Austin church is a 'voice of grace' for a rapidly changing city
Members of Austin's Vox Veniae greet one another before Sunday services, called simply "Liturgy @ Vox." Photos by Brian Diggs
In Austin, Texas, Vox Veniae church pulses with the city’s young, creative vibe, even as it grapples with complex issues of identity, ethnicity and culture.
On an overcast Sunday morning in April, the sanctuary of Vox Veniae in Austin, Texas, buzzes with young people: filmmakers, artists, musicians and assorted others who typify the city’s creative scene. They are mostly white -- including quintessential hipsters sporting tattoos and vintage clothes -- with a few African-Americans and Hispanics and several Asian-American families mixed in.

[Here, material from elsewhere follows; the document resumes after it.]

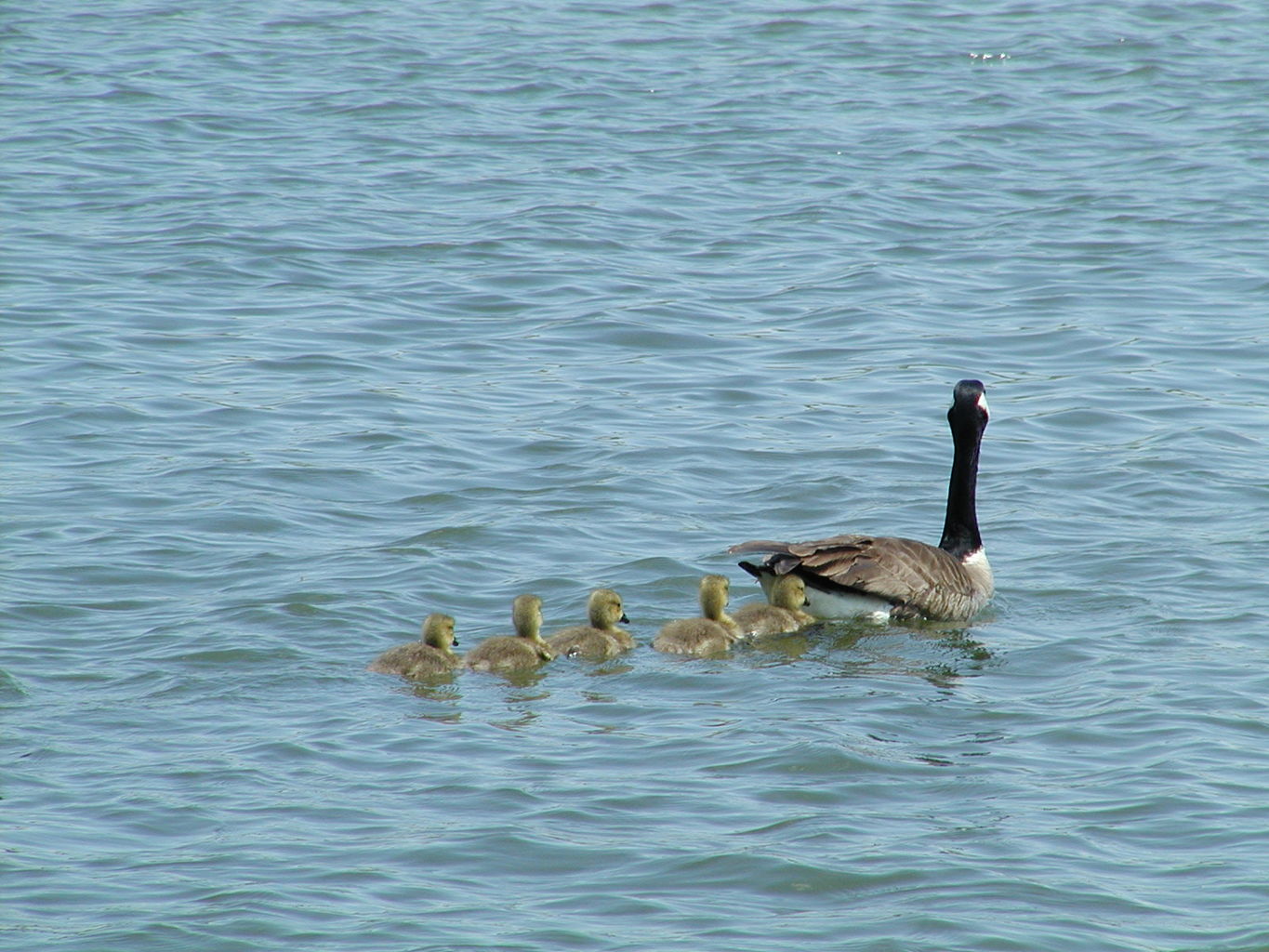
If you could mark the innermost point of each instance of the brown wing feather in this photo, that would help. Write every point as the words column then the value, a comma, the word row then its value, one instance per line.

They sip locally roasted coffee brewed in the Chemex pour-over system -- taken black, no cream or sugar -- while volunteers hurriedly set up metal folding chairs. The worship space, a renovated former nightclub in East Austin, is a one-story building with a concrete floor, exposed ductwork and elegantly strung Christmas lights. Murals and paintings of Jesus and saints -- made by church members -- line the cinder block walls.
The pastor, the Rev. Gideon Tsang, a trim, tattooed cyclist who looks younger than his 42 years, blends in easily with the flock -- though it’s a far different congregation than the one he started with a decade ago.
When Tsang helped launch Vox in 2006, it was a church plant sponsored by the Austin Chinese Church. Wanting to create a community that better connected with Austin, Tsang and the church set out to capture and reflect the city’s authentic flavor.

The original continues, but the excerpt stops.